Three wheels on my wagon

2012-02-20 07:12

Morgan has made all sorts of vehicles over many decades but it's still its three-wheelers that get all the attention at car/bike shows - well, they are a bit of both...

"How can this funny-looking car possibly balance on three wheels," asked the inquiring teenager who stood alongside me staring at a rather strange contraption at a recent Old Car Show in George in the Western Cape. I said his logic was sound but the strange-looking vehicle he was pointing at was extremely rare and probably one of only five remaining on the African continent – a genuine Morgan Three-Wheeler.

"So let’s show it a little respect because it’s almost an octogenarian," I added.

This particular Morgan Trike is owned by Geoff Sturges, a Cape Town enthusiast who has owned the 1933 Super Sports from the mid 1960's– surely some sort of record for old vehicle ownership in itself.


He migrated to South Africa in the late 1960's from the UK and it made sense to ship the Moggie with the rest of his household effects due to his love of all things mechanical – and Morgan ownership of any kind is certainly that!

Classed as a ‘Cyclecar’ in those halcyon days, trikes and light cars with engines not much bigger than those fitted to motorcycles were especially popular in the UK between the World wars. Significantly lower annual road tax was another good reason for ownership – but yo hoped never to have to reverse anywhere because no provision in the gearbox was made for such luxuries - you had to lift the back wheel off the ground (wheelbarrow style) to change your direction of travel!

TRICYCLE, BICYCLE AND THEN SOME: This Matchless-powered Morgan Super Sports belongs to Geoff Sturges who has owned it for more than half a century!

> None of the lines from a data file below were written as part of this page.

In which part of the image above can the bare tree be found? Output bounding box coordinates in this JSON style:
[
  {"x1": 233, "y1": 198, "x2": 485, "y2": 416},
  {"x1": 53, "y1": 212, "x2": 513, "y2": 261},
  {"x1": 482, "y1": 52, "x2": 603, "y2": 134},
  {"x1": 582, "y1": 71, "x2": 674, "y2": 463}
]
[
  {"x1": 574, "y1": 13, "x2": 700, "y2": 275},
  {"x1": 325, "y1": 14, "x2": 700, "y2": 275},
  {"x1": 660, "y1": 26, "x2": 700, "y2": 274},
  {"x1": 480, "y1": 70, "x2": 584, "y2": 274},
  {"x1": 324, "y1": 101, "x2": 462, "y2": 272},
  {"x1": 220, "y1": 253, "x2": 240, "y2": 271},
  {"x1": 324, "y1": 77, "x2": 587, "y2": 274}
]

The Morgan Motor Company is still very much in existence and has been building "funny-looking" cars for more than 100 years. Three-wheelers were undoubtedly Morgan’s bread-and-butter business from 1910-53, culminating in a closed and rather civilized version that had a Ford 6kW engine. If you wanted to buy a new one back then you needed to look no further than Harrods of London - the superstore was once an agent for the brand.

What makes the Sturges trike all the more interesting is the fact that it is Matchless powered - very few were because JAP was by far the more popular choice of engine. The Matchless engines is capable of 31kW so you might be surprised to know that CA 176 514 can shift along at well past the national speed limit - but who treats an old lady to that kind of abuse!

Transmission (by chain) is two-speed - fast and very fast, I’m told.


Morgan was never big enough to assemble its own engines so bought them in from other companies and in the case of trikes used JAP (no, not from Japan, but London), MAG, Blumfield, Green Precision, Blackburne, Anzani and Matchless.

The one distinct advantage of this kind of philosophy was that they could cherry-pick (even to this day, albeit in small numbers) exactly what their customers demand: Coventry Climax, Standard Special, Vanguard, Fiat, Rover or the very latest, rapid, BMW M5 engines to power up the very latest 2012 Aero Morgan four-wheeler.

• If you’ve got R350 000 lying around you really can still buy a new Morgan Trike from the factory in Malvern, England. The classic looks are still to be found but the mechanical underpinnings are slap up to date. How does a “Screaming Eagle” 1800cc Harley-Davidson engine sound to you? Or the Mazda five-speed gearbox - yes, the modern ones can go backwards.